According to the National Association of Home Builders (http://bit.ly/2g1Btuw), this is the third consecutive month sentiment has held above 60, hinting at slow, gradual growth. Demand for new housing is growing thanks to ongoing job creation, rising incomes and attractive mortgage rates.
It is worth noting that most of the November HMI responses originated before the elections. Thus, builder confidence remained unchanged as the industry awaited the results.
What effect could a Donald Trump presidency have on the housing and mortgage markets in the long term? Just a few weeks ago, most analysts foresaw a win for former Secretary of State Hillary Clinton, along with a slight increase in interest rates in December by the Federal Reserve.

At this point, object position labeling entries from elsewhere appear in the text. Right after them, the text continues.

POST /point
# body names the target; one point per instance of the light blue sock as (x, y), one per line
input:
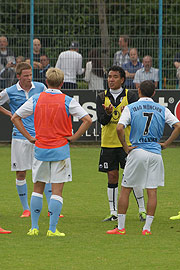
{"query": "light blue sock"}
(36, 207)
(48, 192)
(55, 207)
(22, 192)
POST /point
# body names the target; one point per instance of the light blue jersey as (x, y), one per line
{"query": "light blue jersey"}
(149, 117)
(18, 97)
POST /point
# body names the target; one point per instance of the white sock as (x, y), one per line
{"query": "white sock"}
(121, 221)
(139, 195)
(112, 192)
(149, 220)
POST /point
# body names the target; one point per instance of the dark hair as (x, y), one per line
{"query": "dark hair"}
(147, 88)
(120, 70)
(94, 57)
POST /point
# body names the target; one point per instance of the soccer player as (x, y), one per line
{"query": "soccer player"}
(52, 117)
(110, 104)
(21, 148)
(144, 167)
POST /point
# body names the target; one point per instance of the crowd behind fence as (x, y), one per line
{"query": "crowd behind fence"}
(95, 24)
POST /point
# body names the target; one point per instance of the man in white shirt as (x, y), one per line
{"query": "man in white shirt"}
(146, 73)
(70, 62)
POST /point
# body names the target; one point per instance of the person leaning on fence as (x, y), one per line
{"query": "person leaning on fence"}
(144, 166)
(177, 66)
(147, 72)
(94, 73)
(36, 59)
(110, 105)
(44, 60)
(9, 72)
(21, 149)
(122, 57)
(52, 154)
(131, 67)
(70, 62)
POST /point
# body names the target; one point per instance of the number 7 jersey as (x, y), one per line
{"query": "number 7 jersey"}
(147, 119)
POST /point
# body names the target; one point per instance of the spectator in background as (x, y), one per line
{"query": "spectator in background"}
(94, 74)
(44, 60)
(177, 66)
(146, 73)
(6, 58)
(9, 72)
(70, 62)
(122, 57)
(131, 67)
(36, 59)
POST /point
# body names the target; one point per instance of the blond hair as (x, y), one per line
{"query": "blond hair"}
(22, 66)
(55, 77)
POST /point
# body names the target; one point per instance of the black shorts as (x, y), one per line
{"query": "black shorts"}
(110, 158)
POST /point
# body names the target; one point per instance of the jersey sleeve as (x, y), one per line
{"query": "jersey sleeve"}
(170, 119)
(4, 97)
(102, 117)
(132, 96)
(136, 77)
(26, 109)
(125, 118)
(75, 109)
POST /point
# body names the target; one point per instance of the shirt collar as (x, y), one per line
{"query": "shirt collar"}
(146, 99)
(117, 91)
(19, 88)
(54, 91)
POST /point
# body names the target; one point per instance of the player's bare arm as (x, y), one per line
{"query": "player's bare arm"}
(173, 136)
(16, 119)
(6, 112)
(86, 123)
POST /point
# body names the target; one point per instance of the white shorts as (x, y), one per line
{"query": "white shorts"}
(22, 155)
(143, 169)
(52, 171)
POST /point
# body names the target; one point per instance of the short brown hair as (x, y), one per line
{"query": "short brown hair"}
(55, 77)
(21, 66)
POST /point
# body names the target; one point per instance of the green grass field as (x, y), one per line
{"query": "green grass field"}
(86, 245)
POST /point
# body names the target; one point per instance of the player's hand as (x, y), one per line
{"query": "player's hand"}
(70, 139)
(108, 109)
(129, 149)
(32, 140)
(163, 146)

That wasn’t the case, but interest rates will likely remain low, according to Rick Sharga, executive vice president of Ten-X, formerly Auction.com, a real-estate auction site.
“I don’t believe that there will be any significant changes to interest rates, at least in the near term, since the underlying fundamentals that have led us into a low-interest-rate environment haven’t changed,” Sharga told Marketwatch.com. (http://on.mktw.net/2fcrSgG)
He believes a Trump presidency being good for the housing and mortgage markets in the long term. “He seems committed to bringing regulatory relief — and regulatory certainty — to the financial-services industry, which should make more credit more available to average home buyers who have been locked out of the market by today’s extraordinarily tight credit standards,” he said.
As a result, home buying should remain strong in 2017.